What you tried to say was I was claiming that since it worked for me it was therefore good. That isn't the case. I'm saying because it worked for me AND EVERYBODY ELSE, it's therefore good.
I have noticed that too. With some managed services you are trading a set of generally understood problems with a lot of quirky behavior of the service that's very hard to debug.
The daily/monthly maintenance cycle on a self hosted SQL server is “generally understood” but you still have to wake up, check your security patches, and monitor your redeployments.
You can do some of that in an automated fashion with public security updates for your containers and such. But if monitoring detects an anomaly, it’s YOU, not Heroku who gets paged.
It’s a little like owning a house vs renting. Yes if you rent you have to work around the existing building, and getting small things fixed is a process. But if the pipes explode, you make a phone call and it’s someone else’s problem. You didn’t eliminate your workload, but you shrunk the domain you need to personally be on call for.
I've found & reported a bug in RDS whereby spatial indexes just didn't work; merely hinting the server to not use the spatial index would return results, but hinting it to use the spatial index would get nothing. (Spatial indexes were, admittedly, brand new at the time.)
I've had bugs w/ S3: technically the service is up, but trivial GETs from the bucket take 140 seconds to complete, rendering our service effectively down.
I've found & worked w/ AWS to fix a bug in ELB's HTTP handling.
All of these were problems with the service, since in each case it's failing to correctly implement some well-understood protocol.

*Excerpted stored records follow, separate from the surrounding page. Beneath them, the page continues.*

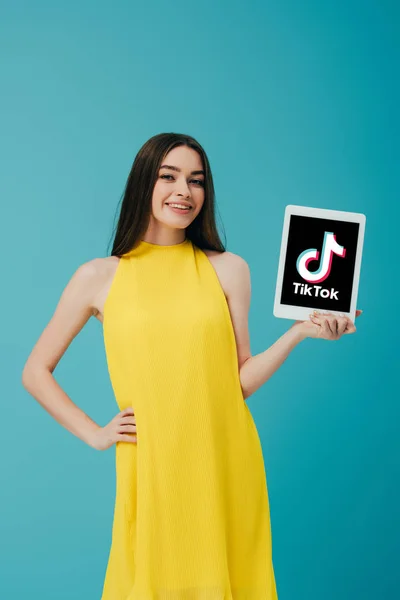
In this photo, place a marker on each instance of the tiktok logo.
(329, 248)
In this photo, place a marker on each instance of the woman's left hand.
(326, 326)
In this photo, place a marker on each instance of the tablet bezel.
(288, 311)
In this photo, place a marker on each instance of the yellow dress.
(191, 515)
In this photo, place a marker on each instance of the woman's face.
(184, 183)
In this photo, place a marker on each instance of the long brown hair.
(136, 207)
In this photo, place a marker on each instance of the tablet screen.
(319, 265)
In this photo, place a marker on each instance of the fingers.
(125, 437)
(126, 425)
(333, 326)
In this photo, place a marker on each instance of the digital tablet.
(319, 262)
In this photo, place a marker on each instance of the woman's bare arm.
(75, 307)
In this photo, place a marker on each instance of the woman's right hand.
(117, 430)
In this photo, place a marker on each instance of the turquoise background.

AWS is not perfect. (Still, it is worth it, IMO. But the parent is right: you are trading one set of issues for another, and it's worth knowing that and thinking about it and what is right for you.)
Further, didn't I say that it's trading one set of issues for another? Or at least, I explicitly agreed with that.
I feel like you didn't read what I wrote honestly, and kind of came in with your own agenda. All I ever said was that the issues you trade off are orchestration issues vs. operational issues, and operational issues are 10x harder than orchestration issues because you don't get to decide when to work on operational issues, you tend to have to deal with them when they happen.
What deathanatos wrote sounds awfully like problems with the service to me.
I don’t think S3 taking 100+ seconds to respond to a GET request can be solved by orchestration alone.
Guess what, if your service is not required to be up because the consuming service is super tolerant to it timing out after 140 seconds, self-hosting it becomes even more of a no-brainer. After all, you clearly need none of the redundancy AWS features.
Sorry, but AWS/GCP is infinitely better at managing infrastructure than you or your company will ever be.
And I don't think you know what an echo chamber is if you think one person can create one alone...
You sound like someone who hasn't had much real world experience and thinks AWS or whatever is the best thing because it's the only thing you know.
But this kind of toxic fanatism(yet trying to sound logical) is just harmful for the HN community.
dang: Can this kind of behavior be punished?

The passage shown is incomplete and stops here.